Levei todo o caminho até casa do morto a convencer o meu companheiro de que o Diabo não existia senão na nossa imaginação, sobretudo depois de termos bebido um copito de vinho a mais.
Hoje, porém, tenho dúvidas, e quase lamento não ter permitido que o Firmino atirasse na cabra. Talvez ela fosse mesmo o Diabo, se pensarmos nas coisas más que acontecem por esse mundo  fora todos os dias..."

Templa
Templa - Membro nº 708

Irra, Andava há mais de 10 anos para escrever este conto. Finalmente!...
Templa - Membro nº 708

está espectacular Templa,adorei! :thumbsup:

Citação de: Nita em 17 janeiro, 2010, 20:40
está espectacular Templa,adorei! :thumbsup:

Olá, Nita, tu agora andas com o fetiche dos espelhos, é?

beijito e obrigada.
Templa - Membro nº 708

Muito bom, adorei! ;) Parabéns :)

Beijinho

Tive tanta pena em não poder participar no concurso do mês de Fevereiro. E obrigada pelo estímulo. De facto, hoje em dia, parece mesmo que o diabo anda à solta!!! Bolas! >:D
Templa - Membro nº 708

Raedon
Muito porreiro este conto  ;D

Parabéns

Também eu, que até tinha sido desafiado pela Margarida! Andei até à última a tentar conseguir um tempo para escrever um conto, mas andei cheio de trabalho e alguns problemas à mistura, não consegui participar. De nada ;) é mesmo, ele anda aí! eheh :D


Ora, sim senhor!

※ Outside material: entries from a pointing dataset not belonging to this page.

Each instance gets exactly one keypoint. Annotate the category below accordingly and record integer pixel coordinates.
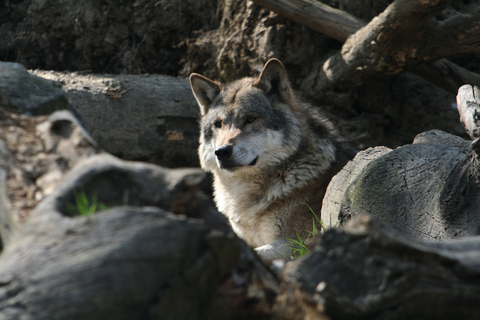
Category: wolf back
(271, 155)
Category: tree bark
(390, 43)
(135, 259)
(136, 117)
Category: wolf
(271, 156)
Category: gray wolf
(270, 155)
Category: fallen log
(149, 118)
(134, 259)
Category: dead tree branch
(317, 16)
(389, 43)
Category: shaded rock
(29, 94)
(35, 153)
(124, 263)
(134, 260)
(428, 189)
(370, 271)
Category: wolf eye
(251, 119)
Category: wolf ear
(204, 90)
(274, 79)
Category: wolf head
(248, 124)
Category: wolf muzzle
(226, 160)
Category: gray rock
(29, 94)
(133, 260)
(428, 189)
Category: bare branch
(400, 49)
(316, 16)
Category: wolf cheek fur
(269, 154)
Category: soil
(223, 40)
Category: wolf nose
(224, 153)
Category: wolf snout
(224, 153)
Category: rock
(133, 259)
(35, 153)
(136, 117)
(29, 94)
(368, 270)
(428, 189)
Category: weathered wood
(340, 25)
(136, 117)
(468, 104)
(316, 16)
(134, 260)
(369, 271)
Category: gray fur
(269, 153)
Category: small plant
(300, 245)
(83, 205)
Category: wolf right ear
(274, 80)
(204, 90)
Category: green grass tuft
(300, 245)
(84, 206)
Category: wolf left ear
(204, 90)
(274, 79)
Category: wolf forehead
(239, 100)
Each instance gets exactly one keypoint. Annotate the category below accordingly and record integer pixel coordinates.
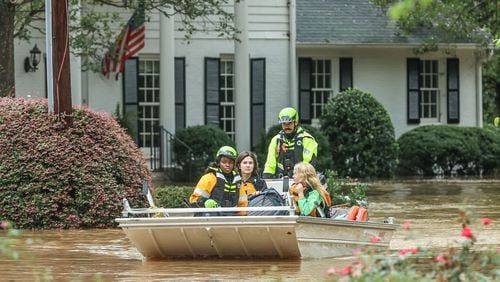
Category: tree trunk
(7, 13)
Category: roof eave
(308, 45)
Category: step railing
(162, 156)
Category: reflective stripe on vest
(291, 150)
(225, 193)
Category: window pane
(321, 86)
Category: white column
(76, 79)
(479, 91)
(293, 86)
(242, 77)
(76, 68)
(167, 73)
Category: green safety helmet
(227, 151)
(288, 115)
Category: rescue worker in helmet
(219, 186)
(290, 146)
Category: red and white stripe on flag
(129, 42)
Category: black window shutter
(305, 86)
(453, 90)
(345, 73)
(413, 90)
(212, 74)
(180, 93)
(257, 98)
(130, 96)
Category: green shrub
(324, 153)
(173, 197)
(58, 176)
(444, 149)
(204, 141)
(361, 135)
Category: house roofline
(466, 46)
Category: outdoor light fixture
(31, 62)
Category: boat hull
(252, 236)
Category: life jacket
(289, 152)
(226, 191)
(324, 206)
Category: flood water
(107, 255)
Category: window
(321, 86)
(149, 102)
(227, 105)
(429, 90)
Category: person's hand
(210, 203)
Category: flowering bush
(54, 175)
(421, 264)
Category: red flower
(441, 259)
(467, 232)
(403, 252)
(486, 221)
(406, 224)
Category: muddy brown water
(107, 255)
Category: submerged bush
(58, 176)
(463, 263)
(445, 149)
(361, 135)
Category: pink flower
(467, 232)
(331, 271)
(358, 262)
(441, 259)
(486, 221)
(345, 271)
(406, 224)
(403, 252)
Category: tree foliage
(451, 20)
(361, 135)
(93, 26)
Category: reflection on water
(87, 255)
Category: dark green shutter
(453, 90)
(257, 98)
(212, 74)
(345, 73)
(305, 89)
(130, 96)
(180, 93)
(413, 90)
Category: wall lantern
(31, 62)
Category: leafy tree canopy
(475, 21)
(469, 20)
(91, 26)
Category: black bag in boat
(267, 198)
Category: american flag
(128, 43)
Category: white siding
(382, 72)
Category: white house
(292, 53)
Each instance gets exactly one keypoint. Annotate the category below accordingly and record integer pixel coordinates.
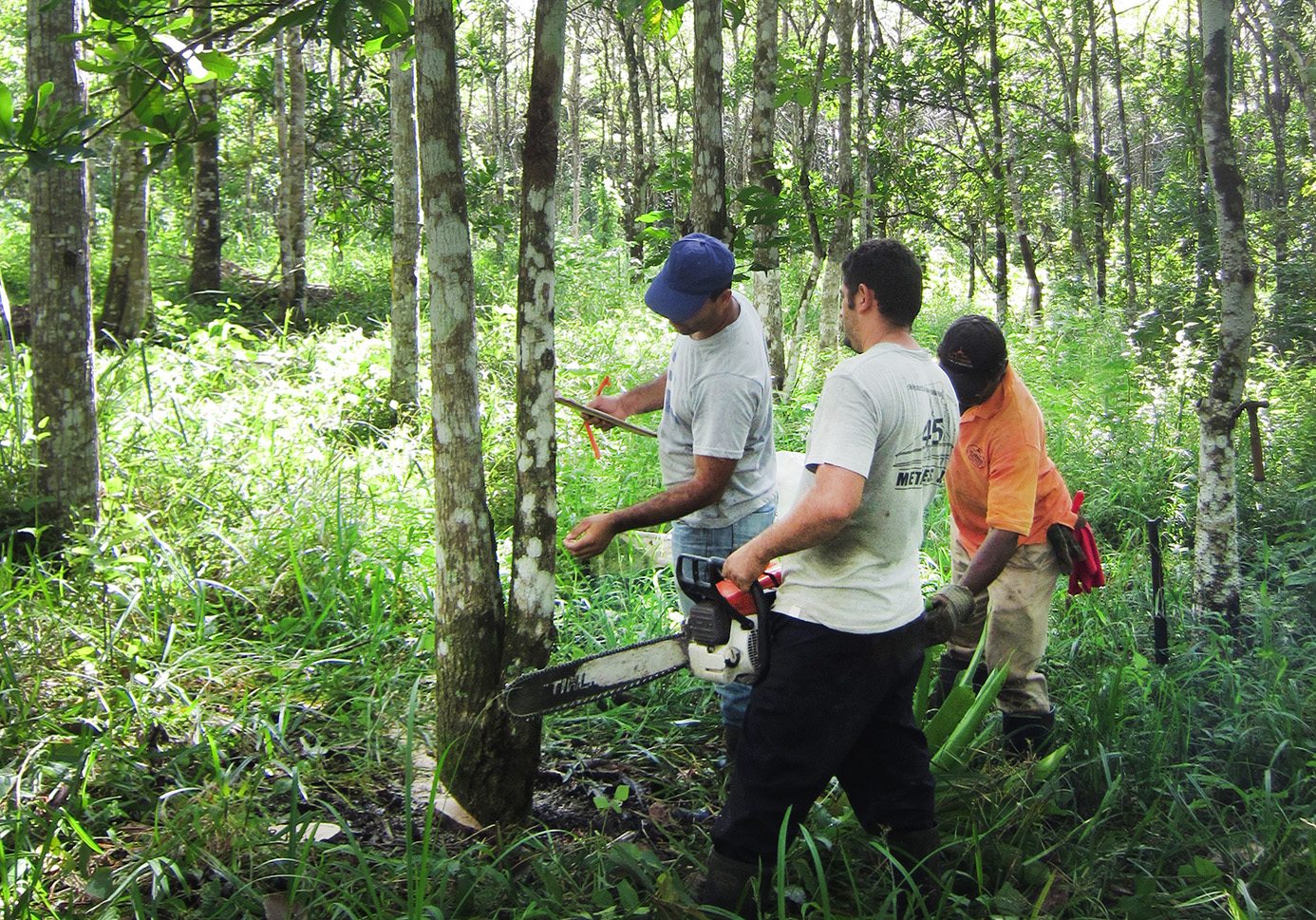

Volta e meia, lá encontro mais umas pérolas literárias escondidas pelos confins deste fórum.

Sem qualquer exagero digo que este conto está ao nível, no mínimo, dos Contos da Montanha do nosso magnífico Miguel Torga.

Parabéns.

No entretanto, vou vasculhando por aí a ver se encontro mais  ;)

Pois, tenho de ler Miguel Torga, e tenho também de escrever mais um pouco, que ando relapsa.